CARNET DE L’AMATEUR


29 July 2023

Le périple du rouet de Marie-Antoinette

Une congrégation qui fait un don au château de Versailles, il n’en faut pas beaucoup plus pour intriguer. Comment un ordre religieux, qui mène par vocation une vie de renoncement, peut-il offrir un objet au château incarnant les fastes de l’ancien Régime ? C’est pourtant bien ce qui s’est passé en 1978, lorsque la congrégation du Sacré-Cœur de Lyon offre au château de Versailles un petit rouet de dame, qui aurait appartenu à Marie-Antoinette.

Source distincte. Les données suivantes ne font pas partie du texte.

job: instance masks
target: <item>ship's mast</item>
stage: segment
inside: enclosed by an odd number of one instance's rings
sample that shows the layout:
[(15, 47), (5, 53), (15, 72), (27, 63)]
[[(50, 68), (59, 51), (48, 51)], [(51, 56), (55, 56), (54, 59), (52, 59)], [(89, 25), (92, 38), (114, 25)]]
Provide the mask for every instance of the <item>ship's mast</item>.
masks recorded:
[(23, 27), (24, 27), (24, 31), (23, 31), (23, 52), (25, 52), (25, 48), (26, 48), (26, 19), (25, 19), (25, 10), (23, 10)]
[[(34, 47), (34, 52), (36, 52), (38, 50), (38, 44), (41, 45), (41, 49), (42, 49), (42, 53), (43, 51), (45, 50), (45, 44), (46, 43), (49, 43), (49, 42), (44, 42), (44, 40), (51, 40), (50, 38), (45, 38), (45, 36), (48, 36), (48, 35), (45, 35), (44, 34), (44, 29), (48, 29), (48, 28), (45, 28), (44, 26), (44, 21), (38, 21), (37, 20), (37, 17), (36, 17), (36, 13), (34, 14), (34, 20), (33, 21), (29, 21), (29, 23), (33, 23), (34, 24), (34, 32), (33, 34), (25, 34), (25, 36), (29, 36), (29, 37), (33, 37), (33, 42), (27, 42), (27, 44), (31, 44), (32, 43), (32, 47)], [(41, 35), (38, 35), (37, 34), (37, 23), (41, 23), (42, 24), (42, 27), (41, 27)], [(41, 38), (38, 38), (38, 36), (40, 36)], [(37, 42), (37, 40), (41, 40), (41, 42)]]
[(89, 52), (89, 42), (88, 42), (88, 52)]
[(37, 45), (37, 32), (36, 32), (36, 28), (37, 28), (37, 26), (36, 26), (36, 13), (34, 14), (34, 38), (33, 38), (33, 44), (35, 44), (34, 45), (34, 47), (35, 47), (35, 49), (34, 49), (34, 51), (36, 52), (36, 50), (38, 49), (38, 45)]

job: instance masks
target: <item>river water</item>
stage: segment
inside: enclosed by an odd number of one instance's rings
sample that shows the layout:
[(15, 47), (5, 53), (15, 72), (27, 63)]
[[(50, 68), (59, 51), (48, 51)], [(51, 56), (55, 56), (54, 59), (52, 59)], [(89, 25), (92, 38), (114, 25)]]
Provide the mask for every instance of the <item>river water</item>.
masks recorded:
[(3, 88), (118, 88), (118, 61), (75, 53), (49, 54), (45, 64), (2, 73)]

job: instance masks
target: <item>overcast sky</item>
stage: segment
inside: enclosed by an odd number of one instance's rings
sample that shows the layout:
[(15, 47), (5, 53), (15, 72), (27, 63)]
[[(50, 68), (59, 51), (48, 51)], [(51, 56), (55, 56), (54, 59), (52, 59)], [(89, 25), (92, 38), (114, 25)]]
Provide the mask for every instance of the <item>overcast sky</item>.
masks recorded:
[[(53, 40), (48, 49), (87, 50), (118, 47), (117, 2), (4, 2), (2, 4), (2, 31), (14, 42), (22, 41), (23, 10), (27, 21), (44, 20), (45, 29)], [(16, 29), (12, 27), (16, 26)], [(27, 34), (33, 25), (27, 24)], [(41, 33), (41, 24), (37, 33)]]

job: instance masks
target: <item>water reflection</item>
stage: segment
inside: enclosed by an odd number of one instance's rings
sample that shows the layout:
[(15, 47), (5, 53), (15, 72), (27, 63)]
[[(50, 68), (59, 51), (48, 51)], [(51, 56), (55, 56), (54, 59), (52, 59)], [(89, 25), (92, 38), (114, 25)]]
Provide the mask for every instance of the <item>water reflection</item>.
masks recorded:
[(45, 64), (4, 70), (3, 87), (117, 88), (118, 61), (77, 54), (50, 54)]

La provenance du rouet a pu être entièrement retracée, par voie de tradition. Il faut remonter en 1792, lorsque Marie-Antoinette, incarcérée au temple, se sépare de son personnel. Mademoiselle Lemeneux, sa femme de Chambre, repart avec un petit rouet qu’elle conserve avec elle. Devenue supérieure de la congrégation du Bon Pasteur, Mademoiselle Lemeneux confie le rouet à une bienfaitrice de l’ordre, Madame de Barmondière. Cette demoiselle de la haute bourgeoisie lyonnaise, connue dans la région pour son extrême générosité, fait tout naturellement don de ce rouet historique au couvent qui le conserve. Après la loi séparatiste de décembre 1905 qui bannit tout ordre religieux de France, la congrégation trouve refuge à Ixelles, en Belgique, où elle emporte avec elle le rouet. En 1978, l’ordre revenu en France offre à son tour le rouet de table au château de Versailles.

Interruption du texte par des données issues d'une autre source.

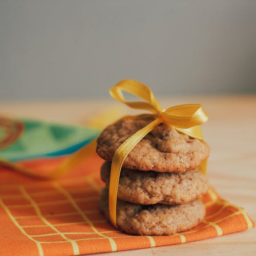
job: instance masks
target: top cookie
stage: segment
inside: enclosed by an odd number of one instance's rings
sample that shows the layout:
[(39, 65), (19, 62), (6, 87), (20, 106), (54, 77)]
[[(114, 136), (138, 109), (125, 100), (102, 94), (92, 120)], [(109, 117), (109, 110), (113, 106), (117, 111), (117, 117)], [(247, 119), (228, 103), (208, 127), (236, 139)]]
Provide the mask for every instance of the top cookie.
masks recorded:
[[(106, 127), (97, 140), (97, 152), (111, 161), (116, 150), (128, 138), (146, 125), (152, 116), (125, 118)], [(142, 139), (128, 155), (125, 168), (140, 170), (181, 173), (195, 169), (209, 155), (207, 144), (161, 123)]]

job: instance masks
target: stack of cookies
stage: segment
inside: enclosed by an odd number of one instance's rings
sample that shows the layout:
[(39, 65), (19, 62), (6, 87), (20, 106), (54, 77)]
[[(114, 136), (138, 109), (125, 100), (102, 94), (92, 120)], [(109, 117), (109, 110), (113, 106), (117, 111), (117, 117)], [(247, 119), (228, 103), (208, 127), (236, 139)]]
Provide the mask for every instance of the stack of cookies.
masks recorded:
[[(118, 147), (153, 120), (124, 118), (108, 126), (97, 141), (97, 152), (106, 162), (101, 167), (105, 183), (100, 208), (109, 219), (108, 189), (111, 161)], [(201, 223), (205, 209), (199, 200), (208, 189), (197, 168), (209, 155), (206, 143), (158, 125), (130, 152), (123, 164), (117, 204), (118, 228), (130, 234), (162, 236), (191, 228)]]

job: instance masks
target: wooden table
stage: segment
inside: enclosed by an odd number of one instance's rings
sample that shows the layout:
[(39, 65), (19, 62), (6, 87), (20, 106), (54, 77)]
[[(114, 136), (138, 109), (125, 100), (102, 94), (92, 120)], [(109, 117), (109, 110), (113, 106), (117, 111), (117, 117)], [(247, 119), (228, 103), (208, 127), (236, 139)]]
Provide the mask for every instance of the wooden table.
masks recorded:
[[(244, 207), (256, 221), (256, 95), (180, 97), (162, 99), (160, 102), (164, 108), (185, 103), (199, 102), (203, 105), (209, 116), (203, 130), (211, 147), (208, 172), (210, 182), (225, 199)], [(0, 114), (84, 123), (90, 117), (110, 106), (121, 108), (127, 113), (126, 107), (114, 100), (79, 100), (2, 102)], [(256, 228), (193, 243), (111, 254), (256, 255)]]

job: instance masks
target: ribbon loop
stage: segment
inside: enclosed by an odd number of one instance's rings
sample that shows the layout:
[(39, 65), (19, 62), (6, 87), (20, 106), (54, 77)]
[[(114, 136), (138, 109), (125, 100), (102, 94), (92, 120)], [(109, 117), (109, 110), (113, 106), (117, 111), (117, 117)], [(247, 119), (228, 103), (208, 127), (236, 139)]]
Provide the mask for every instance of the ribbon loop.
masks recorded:
[[(145, 102), (126, 101), (122, 90), (133, 94), (144, 100)], [(162, 108), (150, 88), (137, 81), (131, 79), (123, 80), (111, 88), (110, 93), (114, 99), (133, 109), (147, 110), (154, 114), (162, 111)]]
[(200, 104), (185, 104), (169, 108), (161, 115), (166, 122), (179, 128), (187, 129), (205, 122), (208, 116)]
[[(133, 94), (145, 102), (127, 102), (122, 91)], [(110, 89), (110, 93), (114, 99), (133, 109), (147, 110), (153, 114), (157, 114), (154, 115), (154, 121), (129, 138), (114, 155), (110, 173), (109, 205), (110, 221), (114, 226), (117, 227), (116, 203), (119, 180), (122, 165), (130, 152), (147, 133), (163, 122), (173, 125), (181, 133), (203, 140), (199, 125), (207, 120), (208, 116), (200, 104), (180, 105), (163, 111), (151, 89), (133, 80), (121, 81)], [(205, 160), (199, 167), (204, 174), (206, 173), (206, 164), (207, 161)]]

Ce rouet est aujourd’hui conservé dans le corps central du château de Versailles, dans l’appartement intérieur de Marie-Antoinette.

Tout comme celui que nous exposons en ce moment à la Galerie Pellat de Villedon, ce rouet est le témoin de son temps. A la fois utile et esthétique, il s’invite dans les grandes demeures pendant le XVIIIe siècle. Il trouve même sa place dans les salons, puisqu’il permet aux femmes de s’occuper tout en tenant la conversation. Cette activité de femme d’intérieur était associée à l’image de la femme vertueuse : Madame de Pompadour n’hésite pas, pour son dernier grand portrait officiel, à se faire représenter à son métier à tisser (Drouais, Madame de Pompadour, 1763-64, National Gallery, Londres), comme pour se défaire de l’image sulfureuse qu’on lui avait imputée.

Le rouet, pratique car mobile, a donc eu une place de choix dans les intérieurs féminins de la deuxième moitié du siècle. On peut par exemple s’en référer au portrait conservé au musée Carnavalet peint par Jacques Aved et, où l’on voit Françoise Marie Pouget (supposée), dans un intérieur bourgeois, filer la laine sur son petit rouet. Certains rouets, comme celui de Marie-Antoinette ou celui de la Galerie Pellat de Villedon, sont subtilement décorés, passant ainsi d’objets utilitaires à pièces d’apparat.